The 10 second countdown will go, the music gets cranked and the workout begins. You’ll do your best, and the coach will keep a watchful eye on you and the rest of the class the entire time. You’ll finish when you finish and you’ll probably be pretty tired, and so will everyone else.
And then, one by one, you’ll get a fist bump and good-job from everyone in the class. And they will all be genuinely proud of what you just accomplished, because like you, they were once in your shoes from the fittest person in the class to the person who started only a week before you.
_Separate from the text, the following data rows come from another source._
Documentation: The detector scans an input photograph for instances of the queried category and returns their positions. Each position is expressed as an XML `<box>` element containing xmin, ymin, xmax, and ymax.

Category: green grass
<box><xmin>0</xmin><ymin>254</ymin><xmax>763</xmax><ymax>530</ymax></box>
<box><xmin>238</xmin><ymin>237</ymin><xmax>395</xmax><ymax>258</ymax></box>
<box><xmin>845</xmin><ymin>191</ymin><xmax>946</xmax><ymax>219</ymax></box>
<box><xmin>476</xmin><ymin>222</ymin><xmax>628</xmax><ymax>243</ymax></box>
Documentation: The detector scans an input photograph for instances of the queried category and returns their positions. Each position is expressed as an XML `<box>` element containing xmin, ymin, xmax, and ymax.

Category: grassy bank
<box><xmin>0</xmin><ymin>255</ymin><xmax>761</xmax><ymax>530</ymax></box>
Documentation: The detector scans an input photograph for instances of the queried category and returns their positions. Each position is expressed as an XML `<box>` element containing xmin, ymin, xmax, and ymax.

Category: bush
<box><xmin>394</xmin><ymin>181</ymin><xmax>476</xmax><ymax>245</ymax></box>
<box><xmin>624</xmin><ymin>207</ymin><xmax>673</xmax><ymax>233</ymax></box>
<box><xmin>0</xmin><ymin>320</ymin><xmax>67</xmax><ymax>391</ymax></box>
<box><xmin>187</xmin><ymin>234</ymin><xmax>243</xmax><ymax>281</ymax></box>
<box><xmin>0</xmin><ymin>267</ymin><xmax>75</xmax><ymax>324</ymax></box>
What you won’t feel through this entire experience is the uncertainty of figuring out what muscles you should be working on and with what equipment, the anxiety of taking up space in a gym of experienced gym goers, the feeling of anonymity from not knowing anyone or the feeling of self-doubt when you don’t know what you’re doing with those dumbbells.
And that’s just your first day.
Once days turn to weeks, you’ll be encouraged to push yourself a little harder each time. You’ll slowly learn new skills with practice on your own, through repetition in a group class or during personal training sessions. Through it all, you’ll get stronger, increase your stamina and develop new skills. You’ll definitely make a bunch of new gym buddies and before you know it, you’ll be the person who welcomes that new person into the gym just like the day you started.